Live: Cult Of Luna + Amenra + Humanfly @ The Garage, London, 22/01/13
There’s no bombast in Humanfly’s transition between precise time-signature gymnastics and loose, outwardly flowing psychedelic rock. Call-and-response guitar solos melt into reverberant transcendence in seconds flat, while vocals arch overhead like bird calls swooping over a canyon; sometimes it’s not unlike the gut-punch grooves of Torche, while at others it’s closer to the blurry psych lights of White Hills. Nicely executed.

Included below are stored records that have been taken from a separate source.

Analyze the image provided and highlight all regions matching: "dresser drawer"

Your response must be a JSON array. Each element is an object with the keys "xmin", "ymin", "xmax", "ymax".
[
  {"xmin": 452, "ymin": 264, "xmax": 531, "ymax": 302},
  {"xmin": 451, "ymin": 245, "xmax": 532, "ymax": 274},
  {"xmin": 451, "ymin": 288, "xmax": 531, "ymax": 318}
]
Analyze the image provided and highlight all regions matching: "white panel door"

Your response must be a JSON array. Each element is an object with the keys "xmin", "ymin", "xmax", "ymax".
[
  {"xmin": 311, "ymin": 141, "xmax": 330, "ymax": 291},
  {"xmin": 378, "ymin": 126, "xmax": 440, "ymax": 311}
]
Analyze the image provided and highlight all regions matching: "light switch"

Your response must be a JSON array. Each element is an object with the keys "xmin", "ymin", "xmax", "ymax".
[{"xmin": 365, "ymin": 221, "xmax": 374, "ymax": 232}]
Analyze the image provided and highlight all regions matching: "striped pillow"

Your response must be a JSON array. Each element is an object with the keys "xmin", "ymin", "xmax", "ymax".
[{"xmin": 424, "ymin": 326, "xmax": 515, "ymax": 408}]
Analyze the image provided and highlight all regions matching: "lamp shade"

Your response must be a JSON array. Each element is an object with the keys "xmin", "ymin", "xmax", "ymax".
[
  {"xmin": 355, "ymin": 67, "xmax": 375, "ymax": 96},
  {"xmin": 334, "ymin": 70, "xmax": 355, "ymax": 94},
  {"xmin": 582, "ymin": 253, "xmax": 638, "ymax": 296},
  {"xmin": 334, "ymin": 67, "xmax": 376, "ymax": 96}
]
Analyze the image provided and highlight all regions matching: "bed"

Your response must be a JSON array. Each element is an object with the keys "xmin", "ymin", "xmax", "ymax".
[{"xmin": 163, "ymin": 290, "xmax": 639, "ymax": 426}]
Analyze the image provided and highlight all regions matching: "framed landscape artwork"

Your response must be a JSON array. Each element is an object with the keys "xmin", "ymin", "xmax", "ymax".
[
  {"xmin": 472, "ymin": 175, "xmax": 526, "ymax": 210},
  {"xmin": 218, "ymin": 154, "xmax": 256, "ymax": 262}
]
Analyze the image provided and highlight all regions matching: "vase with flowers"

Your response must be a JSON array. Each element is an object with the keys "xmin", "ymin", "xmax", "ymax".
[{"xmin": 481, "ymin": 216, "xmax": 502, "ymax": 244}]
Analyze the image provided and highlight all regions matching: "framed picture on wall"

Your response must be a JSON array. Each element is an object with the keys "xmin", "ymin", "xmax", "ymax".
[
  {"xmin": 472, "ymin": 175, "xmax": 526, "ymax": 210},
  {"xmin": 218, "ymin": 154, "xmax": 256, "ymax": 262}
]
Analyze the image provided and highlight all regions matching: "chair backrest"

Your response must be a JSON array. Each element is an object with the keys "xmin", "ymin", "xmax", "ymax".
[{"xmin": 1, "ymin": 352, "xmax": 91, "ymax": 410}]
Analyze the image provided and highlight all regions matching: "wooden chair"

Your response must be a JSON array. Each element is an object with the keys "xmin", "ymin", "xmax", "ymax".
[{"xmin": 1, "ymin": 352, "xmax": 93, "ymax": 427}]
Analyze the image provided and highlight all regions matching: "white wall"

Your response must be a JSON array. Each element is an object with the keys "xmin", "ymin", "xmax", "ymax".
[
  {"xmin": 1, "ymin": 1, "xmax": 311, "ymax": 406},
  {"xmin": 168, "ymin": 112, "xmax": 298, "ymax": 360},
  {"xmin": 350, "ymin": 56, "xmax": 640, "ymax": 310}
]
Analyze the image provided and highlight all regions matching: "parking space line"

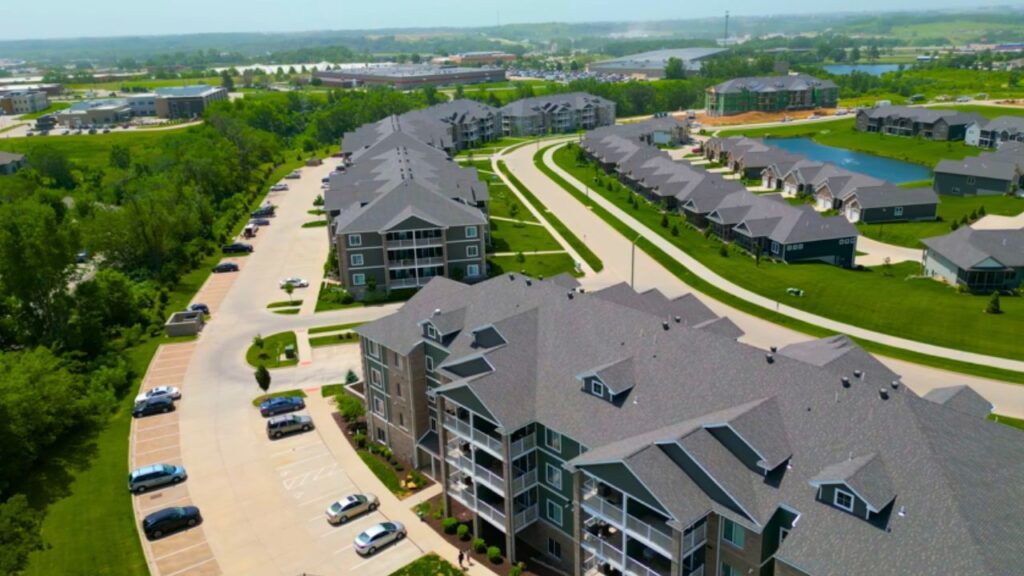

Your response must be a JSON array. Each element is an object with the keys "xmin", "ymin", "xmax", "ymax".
[
  {"xmin": 270, "ymin": 441, "xmax": 322, "ymax": 458},
  {"xmin": 138, "ymin": 495, "xmax": 190, "ymax": 513},
  {"xmin": 163, "ymin": 556, "xmax": 216, "ymax": 576},
  {"xmin": 153, "ymin": 540, "xmax": 208, "ymax": 561},
  {"xmin": 274, "ymin": 451, "xmax": 330, "ymax": 470},
  {"xmin": 138, "ymin": 431, "xmax": 182, "ymax": 442},
  {"xmin": 347, "ymin": 540, "xmax": 412, "ymax": 572},
  {"xmin": 134, "ymin": 445, "xmax": 181, "ymax": 458},
  {"xmin": 136, "ymin": 421, "xmax": 179, "ymax": 432},
  {"xmin": 332, "ymin": 544, "xmax": 352, "ymax": 555}
]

In direct contrast to this twisty ribbon of stylistic mutation, Amenra deliver a penetrative meditation on one solitary space and idea. Their sound works in grand curves of inevitability, stretching out like tidal waves over 10 minutes at a time – mammoth strides of 6/8 rhythm accompanied by smooth, swooping headbangs, spanning endlessly (and somehow, gracefully) through time like metal music’s own equivalent of tai chi. Plenty of tectonic downtuning to please the Cult Of Luna faithful here, threaded with a frostbitten isolation that feels more akin to Scandinavian Black Metal.
The pre-headliner break comes to a close with strobe lights twirling through dry ice, and synthesisers mapping out a voyage to the precipice of the universe. Who would have thought that a Cult Of Luna set would ever open up like a sci fi theatre production? Their latest album – based on Fritz Lang’s Metropolis – has allowed for a new atmospheric interplay to occur as part of their live experience: a tussle between nature and industry, stumbling from vacated factory control rooms to thick woodland and back again. “I: The Weapon” jerks aggressively between abrupt, squared-off riffs and the more spacious stretches of synthesiser and clean guitar, maintaining a momentum that feels (most appropriately) more sturdy and hydraulic than anything they’ve produced previous to Vertikal. And then there’s the likes of “Ghost Trail” and “Finland” – the former a creepy arboreal carnival ending in a blistering, ever-accelerating climax, the latter trudging down a hopelessly bleak path, housing a much weightier and more laboured momentum than on the new album. Not only do the Vertikal tracks comfortably keep pace with the quality and grandeur pouring out of their back-catalogue, but they blow open a completely new narrative that never before existing within the band’s work: the story of big, gloomy cityscapes sprouting ominously in the midst of rich stretches of organic matter.